Audience Dialogue

Know Your Audience: chapter 2, part C
Sampling: choosing respondents

12. Sampling inside clusters

When the starting point of a cluster has been chosen, how is the rest of the cluster then decided? The interviewer finds at the randomly selected address, then follows a set of rules to work out which addresses will be chosen for interviews. The important thing is to have some rules. Don't let the interviewer choose - because the houses where interviewers prefer to go are not typical. Interviewers always prefer to visit rich homes rather than poor ones, homes where somebody is there, and homes that are easy to reach.

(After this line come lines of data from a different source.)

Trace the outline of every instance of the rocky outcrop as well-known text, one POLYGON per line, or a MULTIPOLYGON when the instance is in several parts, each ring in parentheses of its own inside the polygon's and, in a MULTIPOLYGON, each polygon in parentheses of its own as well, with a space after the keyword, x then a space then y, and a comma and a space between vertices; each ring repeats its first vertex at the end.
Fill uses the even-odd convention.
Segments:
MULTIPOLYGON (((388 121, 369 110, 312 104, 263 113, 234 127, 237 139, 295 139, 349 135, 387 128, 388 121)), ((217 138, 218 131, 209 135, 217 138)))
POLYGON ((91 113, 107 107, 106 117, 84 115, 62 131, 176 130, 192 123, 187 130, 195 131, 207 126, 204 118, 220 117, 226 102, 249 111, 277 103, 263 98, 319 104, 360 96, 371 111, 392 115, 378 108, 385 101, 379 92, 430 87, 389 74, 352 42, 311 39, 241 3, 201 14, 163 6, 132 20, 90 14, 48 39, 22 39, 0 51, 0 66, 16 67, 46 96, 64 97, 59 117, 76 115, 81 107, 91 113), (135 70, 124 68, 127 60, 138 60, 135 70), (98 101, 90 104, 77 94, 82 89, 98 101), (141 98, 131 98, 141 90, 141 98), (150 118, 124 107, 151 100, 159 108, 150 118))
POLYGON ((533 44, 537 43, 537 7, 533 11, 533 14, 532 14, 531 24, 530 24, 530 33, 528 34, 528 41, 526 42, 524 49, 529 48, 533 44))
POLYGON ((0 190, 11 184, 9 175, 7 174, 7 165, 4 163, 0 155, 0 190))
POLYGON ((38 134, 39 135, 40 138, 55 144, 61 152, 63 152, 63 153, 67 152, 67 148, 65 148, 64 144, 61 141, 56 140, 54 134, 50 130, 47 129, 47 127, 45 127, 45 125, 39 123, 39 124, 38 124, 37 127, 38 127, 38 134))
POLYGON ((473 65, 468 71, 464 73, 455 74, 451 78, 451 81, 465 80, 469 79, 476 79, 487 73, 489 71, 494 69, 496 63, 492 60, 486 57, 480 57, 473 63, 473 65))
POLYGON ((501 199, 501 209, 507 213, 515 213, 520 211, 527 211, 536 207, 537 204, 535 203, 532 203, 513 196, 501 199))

Interviewers also prefer to talk to people who are similar to them. In developing countries, interviewers are usually well educated, and don't like speaking to people they see as ignorant. This causes a bias in many surveys, making it appear that populations are better educated and wealthier than in fact they are. Although cluster sequence rules are arbitrary, they must be followed.

In each cluster, the address selected at random is usually not surveyed. This may seem strange, but the chances are that the population list from which that address was drawn is incomplete. Excluding the address actually selected partially compensates for the under-representation of other addresses on the population list.

A common set of rules for making a cluster is:

(1) Find the address selected at random.

(2) Going around the street block anti-clockwise, ignore the address next door to the one selected at random. Make your first call at the next address to that: two to the right of it, when looking from across the street - or two higher in number, if there are a number of dwellings at one address.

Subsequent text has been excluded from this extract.